Adam Drake

Artificial Intelligence and The Heilmeier Catechism

As part of my advising work, I encounter a plethora of companies. Most of these companies want to begin, improve, or continue initiatives surrounding Artificial Intelligence (AI), Machine Learning, Data Science, Data Analytics, or other such labels applied to a project wherein data is used to accomplish some business objectives.

The difficulty is that these labels often serve to obfuscate the true nature of the project in order to make it sound more exciting, and to entice funding from those with the power to grant it. This is a travesty of the greatest degree.
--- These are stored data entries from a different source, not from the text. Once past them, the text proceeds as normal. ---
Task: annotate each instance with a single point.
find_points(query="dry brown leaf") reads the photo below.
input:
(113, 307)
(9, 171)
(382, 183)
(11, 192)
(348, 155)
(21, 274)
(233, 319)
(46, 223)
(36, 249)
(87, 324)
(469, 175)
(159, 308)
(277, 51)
This practice intentionally belies the point of the project in the first place, which is not to engage in some AI research, but to build something valuable for the customer and therefore the business.

Therefore, I and other pragmatic data professionals spend a lot of our time doing what is commonly referred to as expectation management. In other words, I spend a lot of time trying to bring people back to reality and undoing the detrimental effects of other people’s lies.

This is part and parcel of doing technology work in a rapidly advancing field. In fact, having to clean up after this constant assault on opinions by scheisters was a task well handled by George Heilmeier, who ran DARPA from 1975 to 1977.

Heilmeier employed a catechism very similar to the one I use, as outlined in my talk Developing Your AI BS Detector. In the talk, I define some questions to ask in order to extract the true business value of a proposed AI project or investment. I could have instead given a lecture on the Heilmeier Catechism. Let’s go over what that is, exactly.

The Heilmeier Catechism

When Heilmeier was running DARPA, he had to have a way to evaluate research programs that seemed promising and decide which ones should get funding. In order to do this, he developed a series of questions designed to provide critical information. These guiding questions are known as the Heilmeier Catechism.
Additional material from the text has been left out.